Perhaps I dipped into depression a few times after that but it was when I was dealing with my eating disorder that I was first put on anti-depressants. I can't say they changed my mood or state of mind but eventually it seems my brain chemistry balanced out and I stopped the binging and quit the meds.

In 2001 I had gone through a few things and had a boyfriend, but I was pretty poor and nothing seemed to be going right for me, My health was deteriorating, partly caused by a repetitive stress injury in the movie industry and now I was poor. Everything built up. I was freelancing but not full time so I'd go and work, then come home and crawl into bed. I forced myself to eat a bowl of soup a day. I couldn't deal with anything: answering the phone, changing a doctor's appointment, coming up with answers to questions. I cocooned for months. And then September 11th happened and that added to the fear and gloom. My elbow was also hurting and no amount of physiotherapy was helping. After many sessions the physiotherapist said she couldn't help anymore.

I went to my doctor with this symptom and she mentioned depression. I didn't want to see a psychiatrist because I don't think they do much (the last one when I had the eating disorder, didn't) and I didn't want to go on anti-depressants because they're hard on teeth and can cause increased cavities (less salivation occurs and bacteria builds up). I also argued that I had reasons to be depressed and listed them. My doctor said, true you can be depressed and have good reasons but it's not about the reasons but how you cope. In essence, I wasn't coping very well at all.

My doctor gave me a questionnaire to fill out and bring back. Of all the questions the only one I didn't have a dire answer to was the one about suicide. I've never been suicidal, not even when depressed. My doctor took one look at my answers and said, "You're going on medication." So I did and luckily she got me a compassionate prescription, which is free through the pharmaceutical companies because there was no way I could afford it and I would have stopped buying them,

Since that time I try to gauge where I'm at, watch my moods and feelings. But depression is a tricky thing. It doesn't always manifest the same way every time. Sometimes you can function but you can't eat. Sometimes you're just in physical pain that won't go away. Sometimes you are fine during the day and plummet every evening. Sometimes you can't eat or eat too much, can't sleep or sleep too much. For me, it's never been quite the same so it gets hard to know for sure.
I sometimes have to look back over a period of a year and see if I have shifted much. I try to catch it before it gets as bad as 2001. I don't like being in that space and everything is far too dark. I tend not to read or watch the news because the concentration and the repetition of the bad and horrid gets to me. Even the radio can be too much but I do like to know what's going on in the world.

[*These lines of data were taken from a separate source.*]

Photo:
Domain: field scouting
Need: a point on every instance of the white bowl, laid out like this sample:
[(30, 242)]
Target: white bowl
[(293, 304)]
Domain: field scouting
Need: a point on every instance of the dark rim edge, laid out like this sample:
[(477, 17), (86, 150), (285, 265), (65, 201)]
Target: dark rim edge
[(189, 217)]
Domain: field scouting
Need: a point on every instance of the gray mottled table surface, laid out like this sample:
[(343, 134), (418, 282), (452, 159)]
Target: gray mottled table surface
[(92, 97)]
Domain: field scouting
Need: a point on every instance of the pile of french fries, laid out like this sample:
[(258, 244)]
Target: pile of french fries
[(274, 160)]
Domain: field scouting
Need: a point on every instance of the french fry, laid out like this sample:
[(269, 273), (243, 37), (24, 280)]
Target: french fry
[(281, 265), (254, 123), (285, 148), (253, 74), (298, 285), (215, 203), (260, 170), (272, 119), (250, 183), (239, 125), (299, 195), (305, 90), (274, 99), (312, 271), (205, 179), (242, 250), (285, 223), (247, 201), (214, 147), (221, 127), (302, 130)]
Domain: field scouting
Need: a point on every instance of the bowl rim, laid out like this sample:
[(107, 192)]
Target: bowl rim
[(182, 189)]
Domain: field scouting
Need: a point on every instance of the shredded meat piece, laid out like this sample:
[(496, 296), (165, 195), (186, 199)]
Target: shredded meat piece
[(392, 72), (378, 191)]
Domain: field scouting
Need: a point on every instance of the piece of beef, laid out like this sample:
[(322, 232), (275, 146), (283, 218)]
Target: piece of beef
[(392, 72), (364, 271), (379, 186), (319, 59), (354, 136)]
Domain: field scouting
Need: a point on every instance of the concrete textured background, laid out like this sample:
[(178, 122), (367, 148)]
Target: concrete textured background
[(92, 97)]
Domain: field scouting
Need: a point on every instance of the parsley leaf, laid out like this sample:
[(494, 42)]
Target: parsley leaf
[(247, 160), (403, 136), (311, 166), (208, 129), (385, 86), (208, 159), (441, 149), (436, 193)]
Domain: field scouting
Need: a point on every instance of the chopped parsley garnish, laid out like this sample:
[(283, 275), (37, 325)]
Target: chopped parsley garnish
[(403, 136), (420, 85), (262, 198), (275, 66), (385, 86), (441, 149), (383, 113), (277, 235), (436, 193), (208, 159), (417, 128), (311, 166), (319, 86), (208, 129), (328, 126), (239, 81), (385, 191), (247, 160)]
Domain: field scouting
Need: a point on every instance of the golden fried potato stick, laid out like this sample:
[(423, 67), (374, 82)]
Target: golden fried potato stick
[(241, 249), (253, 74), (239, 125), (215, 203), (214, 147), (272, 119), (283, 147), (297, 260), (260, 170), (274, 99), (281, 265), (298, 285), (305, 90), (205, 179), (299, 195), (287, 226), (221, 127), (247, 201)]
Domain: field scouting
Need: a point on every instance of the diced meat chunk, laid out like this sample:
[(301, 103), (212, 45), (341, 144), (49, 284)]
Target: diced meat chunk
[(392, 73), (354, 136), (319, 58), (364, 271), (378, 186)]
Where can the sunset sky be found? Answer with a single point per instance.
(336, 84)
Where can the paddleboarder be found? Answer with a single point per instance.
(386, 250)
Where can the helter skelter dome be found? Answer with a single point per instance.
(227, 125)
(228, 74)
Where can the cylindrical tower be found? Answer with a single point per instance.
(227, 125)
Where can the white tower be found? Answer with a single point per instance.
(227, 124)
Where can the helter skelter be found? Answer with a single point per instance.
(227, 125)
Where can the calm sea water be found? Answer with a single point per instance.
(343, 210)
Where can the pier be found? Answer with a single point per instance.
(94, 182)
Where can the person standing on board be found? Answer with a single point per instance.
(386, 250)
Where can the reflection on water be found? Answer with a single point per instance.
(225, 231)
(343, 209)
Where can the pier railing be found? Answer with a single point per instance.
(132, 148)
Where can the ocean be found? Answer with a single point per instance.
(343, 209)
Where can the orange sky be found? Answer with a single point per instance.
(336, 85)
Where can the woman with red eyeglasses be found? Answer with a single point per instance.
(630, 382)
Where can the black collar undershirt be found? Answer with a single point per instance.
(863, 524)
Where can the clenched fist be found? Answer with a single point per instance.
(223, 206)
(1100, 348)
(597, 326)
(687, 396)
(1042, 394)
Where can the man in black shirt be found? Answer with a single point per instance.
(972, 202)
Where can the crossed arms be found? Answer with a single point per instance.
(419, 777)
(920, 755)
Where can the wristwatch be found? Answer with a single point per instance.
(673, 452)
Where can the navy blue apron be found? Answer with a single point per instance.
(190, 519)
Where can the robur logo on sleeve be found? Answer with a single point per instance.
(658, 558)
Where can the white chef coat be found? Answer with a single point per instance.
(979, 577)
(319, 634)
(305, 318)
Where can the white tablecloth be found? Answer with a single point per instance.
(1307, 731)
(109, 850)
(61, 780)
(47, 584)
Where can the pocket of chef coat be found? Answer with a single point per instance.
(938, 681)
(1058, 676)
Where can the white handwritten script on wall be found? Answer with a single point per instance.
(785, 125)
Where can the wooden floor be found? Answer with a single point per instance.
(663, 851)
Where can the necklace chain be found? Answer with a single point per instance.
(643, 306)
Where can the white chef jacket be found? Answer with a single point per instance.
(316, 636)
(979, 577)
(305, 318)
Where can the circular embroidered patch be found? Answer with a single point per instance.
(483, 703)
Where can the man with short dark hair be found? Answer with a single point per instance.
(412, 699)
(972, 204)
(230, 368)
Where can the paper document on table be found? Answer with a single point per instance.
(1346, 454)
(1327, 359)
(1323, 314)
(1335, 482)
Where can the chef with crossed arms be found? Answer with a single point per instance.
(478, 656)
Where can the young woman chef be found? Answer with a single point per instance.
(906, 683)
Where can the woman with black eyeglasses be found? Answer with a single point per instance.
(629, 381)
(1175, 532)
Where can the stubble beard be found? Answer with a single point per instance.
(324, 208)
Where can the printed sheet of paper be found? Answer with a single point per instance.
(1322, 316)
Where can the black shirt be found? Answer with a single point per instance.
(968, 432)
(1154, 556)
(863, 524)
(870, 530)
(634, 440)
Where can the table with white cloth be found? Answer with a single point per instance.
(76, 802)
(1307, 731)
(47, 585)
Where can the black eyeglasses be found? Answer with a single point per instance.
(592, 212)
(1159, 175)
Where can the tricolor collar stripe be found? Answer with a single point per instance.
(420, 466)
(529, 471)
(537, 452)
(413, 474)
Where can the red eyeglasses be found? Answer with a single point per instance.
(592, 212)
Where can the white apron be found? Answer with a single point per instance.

Depression is not a physical ailment but it can become one. It can make people as sick as any disease and kill them. Understanding what a person may be going through will help people heal. Calling them crazy and whacked, which we all do, may describe their current state but it won't help them get better. Depression is a disease with varying symptoms and understanding will help those who have it and those who have to be around it.